Gemma 3 in Chrome (Summarizer e Proofreader) + Gemini Nano
Un punto chiave è l’ampliamento delle opzioni per AI client-side: oltre a Gemini Nano, arriva Gemma 3 come modello per l’API di summarization e per la proofreader API.
Il valore pratico è chiaro:
- Privacy: elaborazione locale quando possibile.
- Costi: meno dipendenza da chiamate server e token.
- Latenza: interazioni più immediate, senza “round-trip”.
Questo non elimina l’AI server-side (che resta fondamentale per molti scenari), ma rende più realistici pattern ibridi: locale per operazioni veloci e private, remoto per task pesanti o con dati condivisi.
3) Skills: dai prompt “usa e getta” a strumenti riutilizzabili
Chi lavora con prompt complessi conosce il problema: li perfezioni, funzionano benissimo… e poi li riscrivi da capo dopo due giorni.
Le Skills trasformano quei prompt in tool one‑click:
- salvi i tuoi prompt migliori come “abilità”
- li esegui sulla tab aperta oppure su una selezione di più tab
- puoi anche condividerli
Il salto di qualità non è solo comodità: è standardizzazione.

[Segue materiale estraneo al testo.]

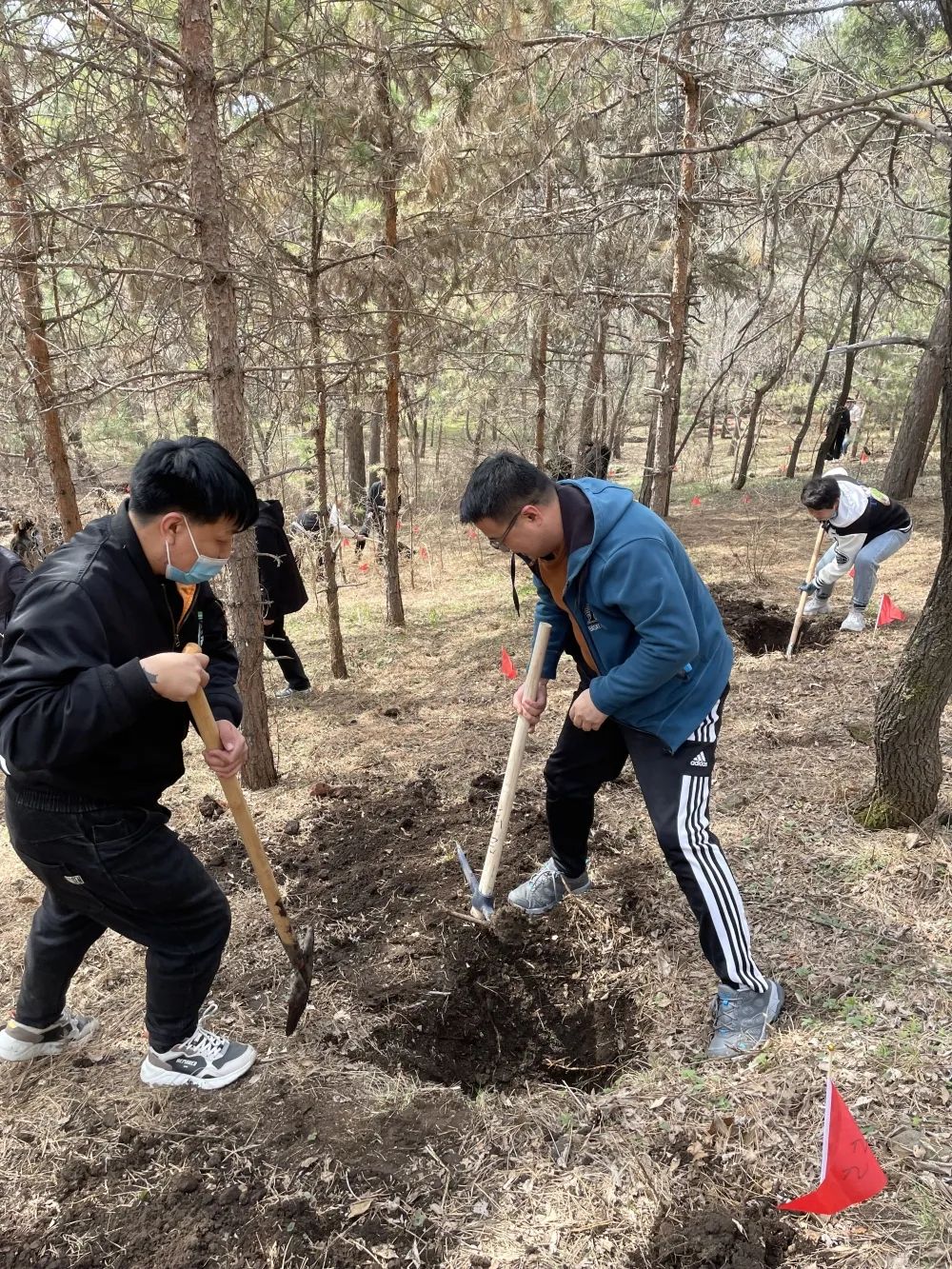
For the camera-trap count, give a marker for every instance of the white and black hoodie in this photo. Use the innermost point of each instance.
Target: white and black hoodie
(861, 515)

Una skill diventa una mini-funzionalità ripetibile, più facile da adottare in team e più consistente nei risultati rispetto a una chat estemporanea.
Per partire velocemente, esiste anche una libreria di skill pronte e la possibilità di crearne di nuove direttamente da una conversazione.
Come collegare i pezzi (in modo sensato)
Questi tre elementi funzionano bene insieme perché coprono tre strati diversi:
- WebMCP: strumenti e azioni “affidabili” per far operare agenti dentro la tua web app.
- Built‑in AI APIs: capacità AI integrate nel browser, con opzioni locali (Gemma 3 / Gemini Nano) per velocità e privacy.
- Skills: packaging dell’intelligenza in comandi ripetibili, condivisibili e immediati.
L’insieme spinge verso un frontend dove l’AI non è solo un widget, ma un modo per accorciare flussi, ridurre errori e automatizzare interazioni mantenendo il controllo dell’esperienza.
Cosa fare adesso
Se stai progettando feature agentiche o AI-assisted nel browser, l’approccio migliore è:
- identificare 1–2 flussi ad alta ripetitività (form, onboarding, configurazioni)
- modellare azioni ad alto livello (tool) invece di micro‑interazioni
- scegliere dove l’AI deve essere locale vs remota
- trasformare i prompt “che funzionano” in skill riusabili
Il risultato tipico è lo stesso che cerchiamo sempre nel frontend: meno frizione, più affidabilità, tempi di esecuzione più brevi—ma finalmente con l’AI integrata nel punto giusto della piattaforma.